Namun, Acevedo berpendapat bahwa meskipun konsep ini tampak adil, kenyataannya tidak demikian. Kekayaan dan kekuasaan sering kali diwariskan dari satu generasi ke generasi berikutnya, menciptakan kesenjangan yang terus berkembang.
Sebagai contoh, Acevedo menyebut keluarga Skarsgård, yang memiliki beberapa anggota keluarga yang sukses sebagai aktor. Fenomena ini menunjukkan bahwa koneksi keluarga dan status sosial memiliki peran besar dalam kesuksesan seseorang, yang bertentangan dengan prinsip meritokrasi.
Fenomena “Nepo Babies” dan Mobilitas Sosial
Istilah “Nepo baby” umumnya merujuk pada anak-anak dari keluarga kaya dan berkuasa yang mewarisi privilege orang tua mereka. Acevedo menunjukkan bahwa fenomena ini adalah bukti nyata bahwa meritokrasi adalah kebohongan dan sebuah ilusi.
Penelitian tentang mobilitas sosial menunjukkan bahwa negara-negara dengan tingkat kesenjangan ekonomi yang tinggi, seperti Amerika Serikat, Inggris, Brasil, dan termasuk Indonesia, memiliki mobilitas sosial yang rendah.
Kurva Great Gatsby menggambarkan korelasi antara ketimpangan pendapatan dan mobilitas sosial, menunjukkan bahwa semakin tinggi ketidaksetaraan, semakin rendah mobilitas sosial. Ini berarti bahwa orang-orang dari latar belakang yang kurang beruntung memiliki peluang yang sangat kecil untuk meningkatkan status sosial mereka.
Persistensi Status Elite Melintasi Generasi
Penelitian membuktikan bahwa status elite bisa bertahan selama berabad-abad.

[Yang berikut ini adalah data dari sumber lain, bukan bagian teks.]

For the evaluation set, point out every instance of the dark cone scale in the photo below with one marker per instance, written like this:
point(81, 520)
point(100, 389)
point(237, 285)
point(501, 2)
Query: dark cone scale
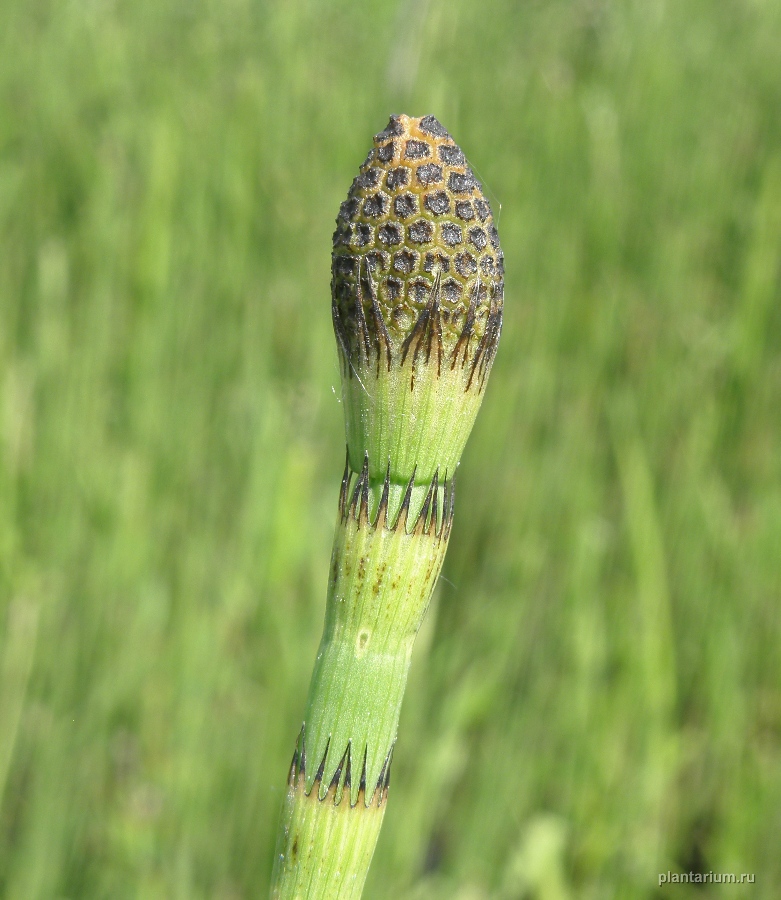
point(415, 232)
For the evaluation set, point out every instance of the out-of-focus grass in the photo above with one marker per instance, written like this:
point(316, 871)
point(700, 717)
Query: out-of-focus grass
point(597, 697)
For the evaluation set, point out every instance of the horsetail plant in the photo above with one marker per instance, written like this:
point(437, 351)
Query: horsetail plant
point(417, 293)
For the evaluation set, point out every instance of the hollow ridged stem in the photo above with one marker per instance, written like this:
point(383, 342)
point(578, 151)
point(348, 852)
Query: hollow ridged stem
point(417, 307)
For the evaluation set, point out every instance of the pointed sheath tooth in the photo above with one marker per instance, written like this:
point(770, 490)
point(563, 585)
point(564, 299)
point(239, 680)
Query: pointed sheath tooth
point(382, 510)
point(360, 491)
point(302, 763)
point(343, 493)
point(291, 780)
point(348, 770)
point(337, 776)
point(404, 509)
point(362, 784)
point(432, 527)
point(417, 297)
point(420, 524)
point(363, 513)
point(321, 768)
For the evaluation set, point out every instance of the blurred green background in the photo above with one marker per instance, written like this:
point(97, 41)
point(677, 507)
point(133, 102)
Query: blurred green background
point(596, 696)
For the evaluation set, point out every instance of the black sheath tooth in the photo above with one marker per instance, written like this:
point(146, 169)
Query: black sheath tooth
point(420, 524)
point(383, 338)
point(434, 504)
point(343, 493)
point(348, 770)
point(363, 512)
point(382, 509)
point(302, 759)
point(321, 767)
point(291, 779)
point(361, 488)
point(344, 761)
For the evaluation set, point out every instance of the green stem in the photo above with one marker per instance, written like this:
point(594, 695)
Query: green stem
point(413, 375)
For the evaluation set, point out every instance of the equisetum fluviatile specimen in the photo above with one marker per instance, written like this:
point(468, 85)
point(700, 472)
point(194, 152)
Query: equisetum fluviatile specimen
point(417, 292)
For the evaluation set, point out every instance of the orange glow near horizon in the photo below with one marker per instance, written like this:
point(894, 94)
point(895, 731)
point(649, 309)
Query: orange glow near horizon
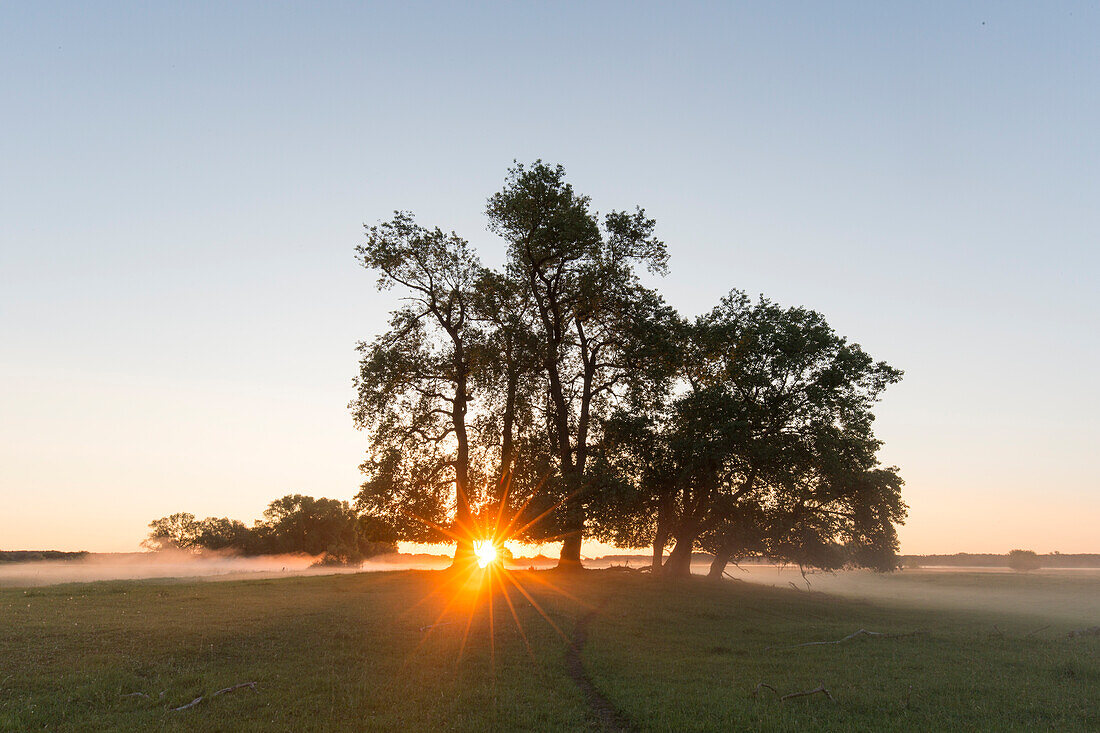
point(485, 551)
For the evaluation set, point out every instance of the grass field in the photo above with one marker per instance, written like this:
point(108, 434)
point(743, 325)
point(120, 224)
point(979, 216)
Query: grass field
point(352, 653)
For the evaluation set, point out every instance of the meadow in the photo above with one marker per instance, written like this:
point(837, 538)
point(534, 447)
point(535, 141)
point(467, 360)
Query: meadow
point(603, 649)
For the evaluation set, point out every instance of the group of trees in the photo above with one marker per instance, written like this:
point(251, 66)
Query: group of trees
point(293, 524)
point(563, 395)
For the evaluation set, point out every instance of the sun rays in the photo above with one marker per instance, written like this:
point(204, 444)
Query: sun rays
point(480, 578)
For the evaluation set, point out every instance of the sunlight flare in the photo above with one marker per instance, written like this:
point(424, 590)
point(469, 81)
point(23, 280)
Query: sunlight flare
point(485, 551)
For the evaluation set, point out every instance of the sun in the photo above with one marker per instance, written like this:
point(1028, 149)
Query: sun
point(485, 551)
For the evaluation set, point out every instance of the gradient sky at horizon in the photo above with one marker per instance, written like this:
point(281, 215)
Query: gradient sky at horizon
point(182, 187)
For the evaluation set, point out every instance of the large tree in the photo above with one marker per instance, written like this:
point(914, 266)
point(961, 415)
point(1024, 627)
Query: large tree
point(763, 446)
point(414, 385)
point(579, 274)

Contoh yang mencolok adalah penakluk Norman di Inggris, yang nama-nama keluarganya masih mendominasi di universitas-universitas elit seperti Oxford dan Cambridge.

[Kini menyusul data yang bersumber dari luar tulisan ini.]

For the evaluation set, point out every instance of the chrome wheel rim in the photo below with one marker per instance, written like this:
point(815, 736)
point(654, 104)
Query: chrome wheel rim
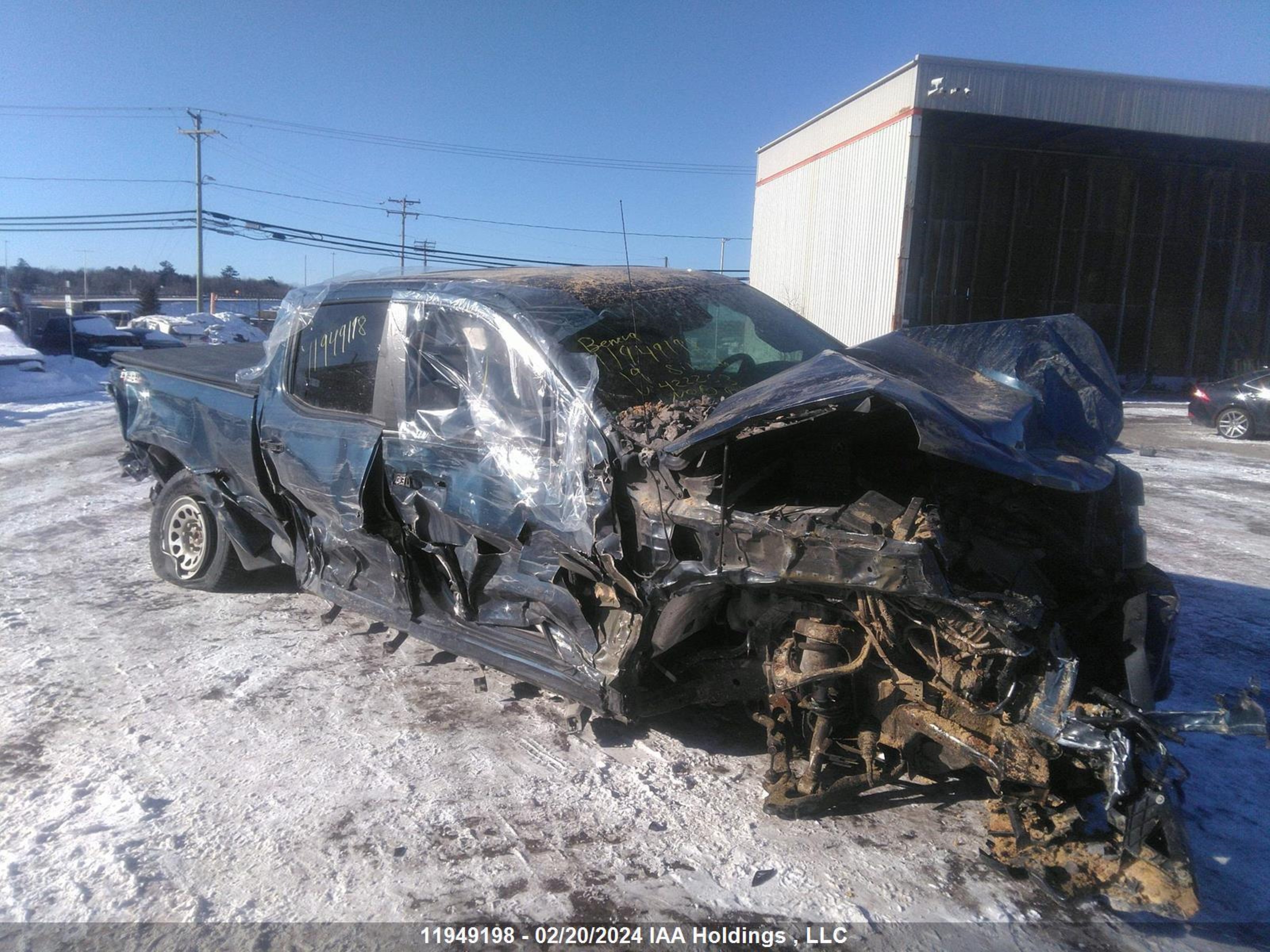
point(186, 536)
point(1233, 424)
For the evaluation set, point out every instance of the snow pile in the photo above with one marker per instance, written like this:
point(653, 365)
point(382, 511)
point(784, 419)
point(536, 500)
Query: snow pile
point(220, 328)
point(14, 352)
point(230, 328)
point(67, 384)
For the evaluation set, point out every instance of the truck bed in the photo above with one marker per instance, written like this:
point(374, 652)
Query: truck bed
point(215, 365)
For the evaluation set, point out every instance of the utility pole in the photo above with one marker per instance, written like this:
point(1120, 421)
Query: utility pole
point(84, 252)
point(197, 135)
point(425, 247)
point(403, 202)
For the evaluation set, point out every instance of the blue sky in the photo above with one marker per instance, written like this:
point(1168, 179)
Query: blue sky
point(671, 83)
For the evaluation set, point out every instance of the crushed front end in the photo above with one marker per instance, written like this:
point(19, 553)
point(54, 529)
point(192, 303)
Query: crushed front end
point(912, 583)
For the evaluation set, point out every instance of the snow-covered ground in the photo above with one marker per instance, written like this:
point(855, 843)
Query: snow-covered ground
point(189, 757)
point(67, 384)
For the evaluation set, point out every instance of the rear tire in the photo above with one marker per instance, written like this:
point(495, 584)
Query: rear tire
point(187, 545)
point(1233, 423)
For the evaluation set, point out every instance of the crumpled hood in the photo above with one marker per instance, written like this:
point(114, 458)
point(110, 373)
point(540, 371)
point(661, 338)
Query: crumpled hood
point(1033, 399)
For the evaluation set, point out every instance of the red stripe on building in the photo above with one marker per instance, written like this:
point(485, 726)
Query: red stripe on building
point(881, 126)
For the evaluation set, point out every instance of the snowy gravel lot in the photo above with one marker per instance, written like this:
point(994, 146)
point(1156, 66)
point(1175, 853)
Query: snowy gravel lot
point(187, 757)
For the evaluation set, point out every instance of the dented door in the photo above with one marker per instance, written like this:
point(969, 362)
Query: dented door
point(321, 430)
point(484, 471)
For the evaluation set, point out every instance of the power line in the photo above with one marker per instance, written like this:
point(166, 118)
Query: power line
point(404, 202)
point(105, 215)
point(51, 178)
point(479, 221)
point(198, 134)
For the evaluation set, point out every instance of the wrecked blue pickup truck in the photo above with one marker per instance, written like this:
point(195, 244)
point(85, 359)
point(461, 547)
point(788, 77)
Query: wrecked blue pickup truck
point(648, 489)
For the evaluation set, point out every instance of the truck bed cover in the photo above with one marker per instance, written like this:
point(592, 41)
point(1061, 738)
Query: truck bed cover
point(213, 365)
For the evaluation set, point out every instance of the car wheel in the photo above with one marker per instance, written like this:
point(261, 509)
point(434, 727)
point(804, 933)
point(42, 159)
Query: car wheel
point(1233, 423)
point(187, 546)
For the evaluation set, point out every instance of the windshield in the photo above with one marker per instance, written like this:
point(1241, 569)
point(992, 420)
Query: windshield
point(675, 343)
point(96, 327)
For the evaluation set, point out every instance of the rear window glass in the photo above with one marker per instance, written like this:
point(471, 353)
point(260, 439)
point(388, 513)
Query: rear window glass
point(337, 357)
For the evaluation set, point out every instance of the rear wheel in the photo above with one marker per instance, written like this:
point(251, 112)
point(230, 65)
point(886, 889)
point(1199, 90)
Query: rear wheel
point(1233, 423)
point(187, 546)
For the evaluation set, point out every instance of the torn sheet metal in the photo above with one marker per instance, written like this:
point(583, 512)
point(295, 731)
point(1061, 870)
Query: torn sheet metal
point(960, 413)
point(648, 489)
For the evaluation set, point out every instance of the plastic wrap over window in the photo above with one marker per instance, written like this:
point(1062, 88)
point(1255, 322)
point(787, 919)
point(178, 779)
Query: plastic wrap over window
point(296, 310)
point(478, 375)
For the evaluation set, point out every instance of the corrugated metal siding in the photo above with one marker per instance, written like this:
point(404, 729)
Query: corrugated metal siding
point(841, 124)
point(827, 235)
point(1170, 107)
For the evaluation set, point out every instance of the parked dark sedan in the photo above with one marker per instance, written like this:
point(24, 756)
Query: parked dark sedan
point(94, 338)
point(1239, 407)
point(153, 340)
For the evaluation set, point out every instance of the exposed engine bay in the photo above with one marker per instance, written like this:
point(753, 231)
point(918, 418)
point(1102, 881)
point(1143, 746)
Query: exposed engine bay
point(908, 559)
point(945, 619)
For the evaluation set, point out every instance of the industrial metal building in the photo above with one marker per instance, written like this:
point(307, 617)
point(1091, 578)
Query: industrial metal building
point(957, 191)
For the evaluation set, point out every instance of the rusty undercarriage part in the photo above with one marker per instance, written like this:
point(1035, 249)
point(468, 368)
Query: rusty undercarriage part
point(879, 689)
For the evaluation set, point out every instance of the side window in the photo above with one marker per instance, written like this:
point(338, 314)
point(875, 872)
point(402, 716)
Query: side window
point(337, 357)
point(460, 362)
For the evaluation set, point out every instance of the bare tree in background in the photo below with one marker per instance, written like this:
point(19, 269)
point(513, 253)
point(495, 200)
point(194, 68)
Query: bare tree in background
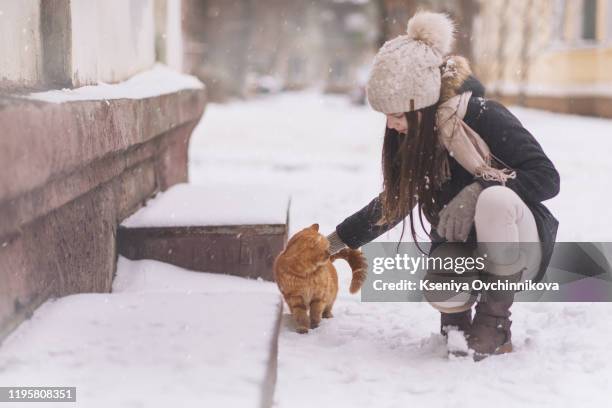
point(501, 46)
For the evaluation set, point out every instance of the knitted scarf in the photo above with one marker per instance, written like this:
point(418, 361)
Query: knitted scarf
point(464, 144)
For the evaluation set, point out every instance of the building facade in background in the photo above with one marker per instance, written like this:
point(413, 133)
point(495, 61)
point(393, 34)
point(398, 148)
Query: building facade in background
point(242, 46)
point(547, 54)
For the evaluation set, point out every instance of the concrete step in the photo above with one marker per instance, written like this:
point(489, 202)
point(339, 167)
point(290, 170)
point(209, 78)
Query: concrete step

Studi serupa di negara-negara lain seperti China dan Swedia juga menunjukkan bahwa persistensi status elite sekitar 70-80%. Meskipun ada perubahan sosial yang signifikan selama beberapa ratus tahun terakhir, mobilitas sosial tidak meningkat secara signifikan. Ini menegaskan bahwa meritokrasi bukanlah alat yang efektif untuk mengatasi ketimpangan struktural.
Paradox Ketimpangan dan Keyakinan pada Meritokrasi
Menurut penelitian oleh Jonathan Mijs, negara-negara dengan ketimpangan yang lebih besar cenderung memiliki keyakinan yang lebih kuat pada meritokrasi. Namun, kenyataannya adalah bahwa semakin tidak setara suatu masyarakat, semakin tidak meritokratis masyarakat tersebut sebenarnya. Inilah yang disebut sebagai The Paradox of Inequality.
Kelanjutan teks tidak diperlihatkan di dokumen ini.